Bongo maker gets anthrax from African animal skins
A MUSICIAN struck down by anthrax poisoning is thought to have caught the rare illness from animal hides he was using to make African bongo drums.
He is thought to have come into contact with its deadly spores while removing hair from the skins in his workshop.
The Spanish-born victim, who has not been named, was last night in a “critical but stable” condition in hospital.
His illness is so rare that special medicines have had to be flown in from America.
Health authorities have identified seven people who came into contact with the patient and may have been exposed to the disease during the making of the drums in Hackney, east London, last week. They have all been treated with antibiotics and have shown no signs of infection.
Hackney Council said it was not revealing where the patient lived for “confidentiality reasons”. It added that the block of flats where he lived had not been evacuated.
Anthrax infections associated with the handling of untanned animal hides are very rare in this country. Imported animal hides from Africa and Asia pose a higher risk of exposure than hides from the UK. The Health Protection Agency, which has launched an investigation, said the infection was a very rare case of inhalation anthrax and was not passed from person to person.

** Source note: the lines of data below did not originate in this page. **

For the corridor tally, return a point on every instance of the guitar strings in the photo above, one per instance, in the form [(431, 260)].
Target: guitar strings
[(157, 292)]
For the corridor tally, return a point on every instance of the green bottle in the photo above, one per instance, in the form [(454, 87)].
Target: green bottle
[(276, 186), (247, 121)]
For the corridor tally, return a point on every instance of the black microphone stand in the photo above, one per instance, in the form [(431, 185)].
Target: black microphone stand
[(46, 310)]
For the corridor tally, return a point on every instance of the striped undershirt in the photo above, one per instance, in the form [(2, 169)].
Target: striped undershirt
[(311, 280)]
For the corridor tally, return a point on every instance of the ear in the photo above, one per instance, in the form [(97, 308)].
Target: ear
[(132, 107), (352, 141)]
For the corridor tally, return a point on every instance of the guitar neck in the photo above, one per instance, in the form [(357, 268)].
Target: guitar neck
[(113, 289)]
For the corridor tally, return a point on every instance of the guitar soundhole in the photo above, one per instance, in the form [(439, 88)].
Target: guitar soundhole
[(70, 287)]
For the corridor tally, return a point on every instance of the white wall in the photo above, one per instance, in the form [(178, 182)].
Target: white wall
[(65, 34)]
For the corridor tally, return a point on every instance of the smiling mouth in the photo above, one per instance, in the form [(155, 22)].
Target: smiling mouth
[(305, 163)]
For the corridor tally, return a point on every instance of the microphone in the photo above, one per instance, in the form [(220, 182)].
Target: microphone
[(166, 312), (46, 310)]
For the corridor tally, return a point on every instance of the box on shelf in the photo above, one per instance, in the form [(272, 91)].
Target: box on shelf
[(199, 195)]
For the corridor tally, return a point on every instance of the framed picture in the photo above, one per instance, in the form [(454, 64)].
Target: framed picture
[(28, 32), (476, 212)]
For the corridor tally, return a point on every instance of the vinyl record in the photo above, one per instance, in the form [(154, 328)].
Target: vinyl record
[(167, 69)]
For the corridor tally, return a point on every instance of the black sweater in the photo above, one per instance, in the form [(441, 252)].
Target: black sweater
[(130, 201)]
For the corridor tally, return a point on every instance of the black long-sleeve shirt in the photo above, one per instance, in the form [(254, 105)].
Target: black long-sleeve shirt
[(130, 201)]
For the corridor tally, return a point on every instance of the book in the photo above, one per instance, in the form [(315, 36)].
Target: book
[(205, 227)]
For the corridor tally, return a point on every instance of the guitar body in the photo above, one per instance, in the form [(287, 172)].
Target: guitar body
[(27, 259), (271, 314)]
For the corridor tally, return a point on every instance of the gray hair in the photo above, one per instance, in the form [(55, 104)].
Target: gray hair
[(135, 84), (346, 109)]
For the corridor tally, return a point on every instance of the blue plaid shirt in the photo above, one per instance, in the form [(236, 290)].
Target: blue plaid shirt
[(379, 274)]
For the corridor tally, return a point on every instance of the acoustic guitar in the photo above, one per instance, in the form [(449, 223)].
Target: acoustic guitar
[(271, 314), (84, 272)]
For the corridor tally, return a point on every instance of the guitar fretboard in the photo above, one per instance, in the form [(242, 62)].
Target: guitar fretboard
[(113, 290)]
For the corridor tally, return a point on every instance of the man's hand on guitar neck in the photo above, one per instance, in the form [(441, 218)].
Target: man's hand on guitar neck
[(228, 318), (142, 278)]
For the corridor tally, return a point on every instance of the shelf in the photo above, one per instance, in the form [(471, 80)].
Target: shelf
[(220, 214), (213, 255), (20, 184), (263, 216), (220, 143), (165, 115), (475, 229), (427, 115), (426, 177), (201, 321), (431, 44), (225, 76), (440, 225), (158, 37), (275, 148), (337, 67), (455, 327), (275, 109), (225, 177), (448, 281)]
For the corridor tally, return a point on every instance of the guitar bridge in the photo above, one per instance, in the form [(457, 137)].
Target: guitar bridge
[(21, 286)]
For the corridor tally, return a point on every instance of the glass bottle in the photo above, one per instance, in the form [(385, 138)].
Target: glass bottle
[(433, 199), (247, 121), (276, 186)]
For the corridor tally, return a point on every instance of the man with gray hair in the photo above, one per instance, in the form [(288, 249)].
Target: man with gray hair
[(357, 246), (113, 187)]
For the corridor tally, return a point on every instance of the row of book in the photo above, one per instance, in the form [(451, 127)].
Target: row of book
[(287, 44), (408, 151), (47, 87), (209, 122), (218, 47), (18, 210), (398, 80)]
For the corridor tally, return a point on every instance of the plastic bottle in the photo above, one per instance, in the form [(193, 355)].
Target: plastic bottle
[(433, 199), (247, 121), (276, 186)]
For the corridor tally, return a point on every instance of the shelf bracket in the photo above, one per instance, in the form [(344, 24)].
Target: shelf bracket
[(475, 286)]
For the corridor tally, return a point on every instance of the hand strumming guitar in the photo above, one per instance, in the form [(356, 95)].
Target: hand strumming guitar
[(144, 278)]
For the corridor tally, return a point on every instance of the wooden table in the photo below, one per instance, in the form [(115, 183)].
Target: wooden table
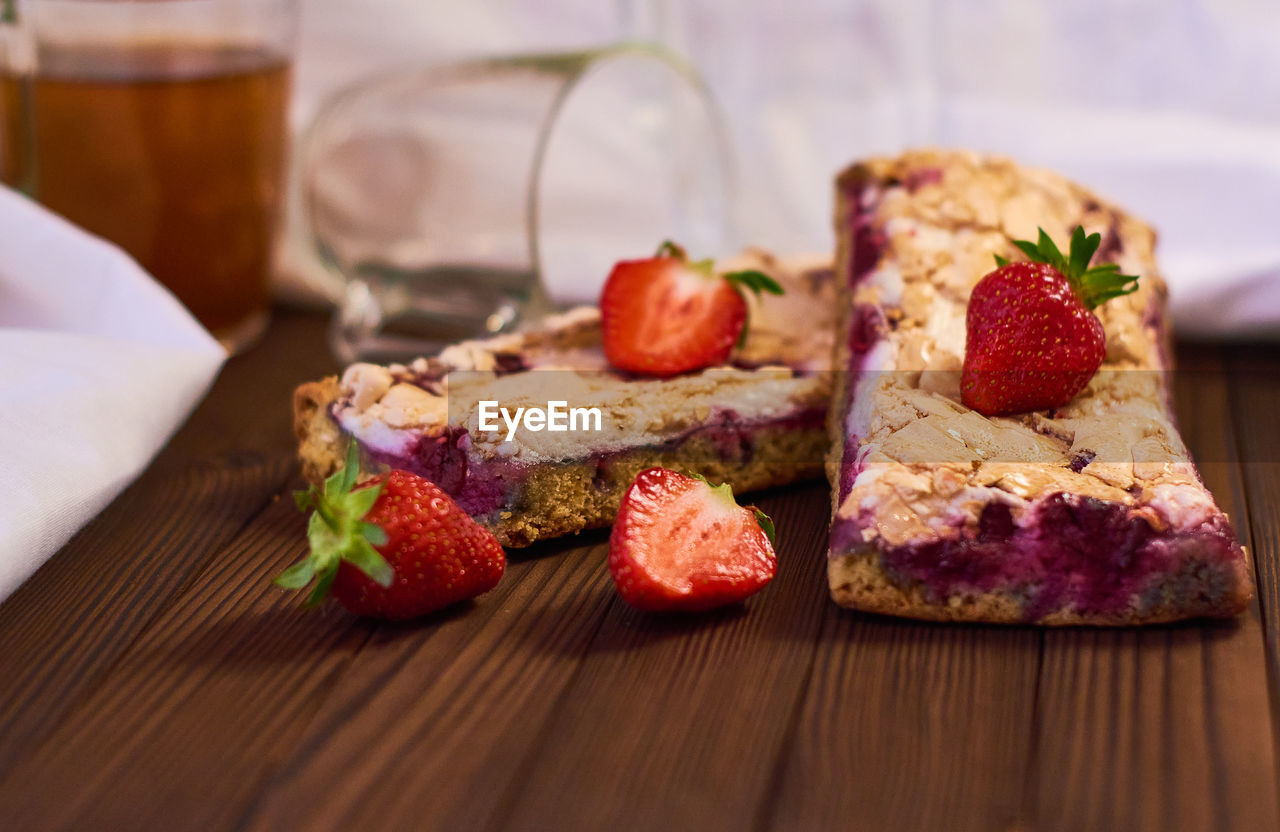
[(152, 679)]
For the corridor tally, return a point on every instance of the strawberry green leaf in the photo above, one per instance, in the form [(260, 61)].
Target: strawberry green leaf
[(671, 250), (1031, 250), (321, 589), (767, 525), (351, 469), (1052, 256), (360, 501), (754, 280), (297, 575), (1095, 284), (1082, 250), (338, 531)]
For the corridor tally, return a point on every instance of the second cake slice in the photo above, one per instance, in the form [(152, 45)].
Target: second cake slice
[(1087, 513)]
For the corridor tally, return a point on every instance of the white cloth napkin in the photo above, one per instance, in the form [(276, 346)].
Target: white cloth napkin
[(99, 365)]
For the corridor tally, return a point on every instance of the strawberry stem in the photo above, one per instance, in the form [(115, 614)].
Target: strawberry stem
[(337, 531), (1093, 286)]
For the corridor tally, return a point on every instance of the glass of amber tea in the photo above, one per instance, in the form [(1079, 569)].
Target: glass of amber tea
[(467, 199), (160, 126)]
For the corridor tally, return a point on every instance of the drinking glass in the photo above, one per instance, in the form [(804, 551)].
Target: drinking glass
[(159, 124), (464, 200)]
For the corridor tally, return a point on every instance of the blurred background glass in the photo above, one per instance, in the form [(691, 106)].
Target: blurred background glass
[(461, 200), (161, 126)]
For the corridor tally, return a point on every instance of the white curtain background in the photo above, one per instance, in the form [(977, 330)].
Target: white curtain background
[(1171, 108)]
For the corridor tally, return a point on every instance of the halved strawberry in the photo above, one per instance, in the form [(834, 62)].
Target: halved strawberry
[(666, 315), (681, 543), (396, 547)]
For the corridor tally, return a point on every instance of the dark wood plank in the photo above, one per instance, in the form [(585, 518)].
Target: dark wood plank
[(1255, 382), (453, 732), (74, 616), (676, 722), (1165, 727), (910, 726), (188, 721), (64, 626), (432, 723)]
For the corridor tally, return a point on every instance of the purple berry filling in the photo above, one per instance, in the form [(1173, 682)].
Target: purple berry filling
[(1078, 553)]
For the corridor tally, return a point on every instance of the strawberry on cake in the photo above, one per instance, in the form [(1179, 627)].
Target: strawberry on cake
[(746, 410), (1002, 443)]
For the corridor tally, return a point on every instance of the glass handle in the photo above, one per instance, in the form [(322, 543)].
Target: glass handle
[(17, 103)]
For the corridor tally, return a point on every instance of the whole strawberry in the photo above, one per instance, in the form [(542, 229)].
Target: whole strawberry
[(680, 543), (666, 315), (396, 547), (1033, 342)]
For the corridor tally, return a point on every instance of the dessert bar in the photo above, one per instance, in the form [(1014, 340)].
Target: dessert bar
[(757, 423), (1089, 513)]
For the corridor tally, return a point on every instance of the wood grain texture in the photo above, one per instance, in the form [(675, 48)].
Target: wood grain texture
[(83, 608), (158, 682), (1165, 727), (434, 721), (78, 612), (1255, 387), (186, 723), (910, 726)]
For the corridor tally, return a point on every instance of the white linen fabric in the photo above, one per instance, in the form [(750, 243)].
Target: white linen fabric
[(99, 365), (1170, 108)]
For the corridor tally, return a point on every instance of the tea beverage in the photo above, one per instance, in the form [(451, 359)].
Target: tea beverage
[(173, 151)]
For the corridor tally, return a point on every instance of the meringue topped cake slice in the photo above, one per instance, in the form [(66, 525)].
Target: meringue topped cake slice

A spokeswoman added: “We will be carrying out some testing at the patients’ workshop at the start of next week.
“We want to ensure that there is no risk to inhabitants of the block of flats or the wider community.”
Professor Nigel Lightfoot, the agency’s chief adviser, said: “It is through making these drums that exposure to and inhalation of anthrax spores on an imported animal hide has taken place.
“We have been working with Hackney Council to ensure that all residents of the property have been communicated with and have had an opportunity to ask questions.
“There is no risk to the inhabitants of this block of flats or the wider residents in the area.
“If testing reveals the presence of anthrax spores, specialist cleaning will be carried out to remove any trace of anthrax from the property. We have stressed to all residents that there is no risk to their health.”
The professor added: “It is important that anyone who makes drums from imported hides is aware of the risk and knows the symptoms of anthrax, which begin with a flulike illness followed by respiratory difficulties and shock.
“If treated too late it can be fatal. However, treatment can be given even after symptoms develop.”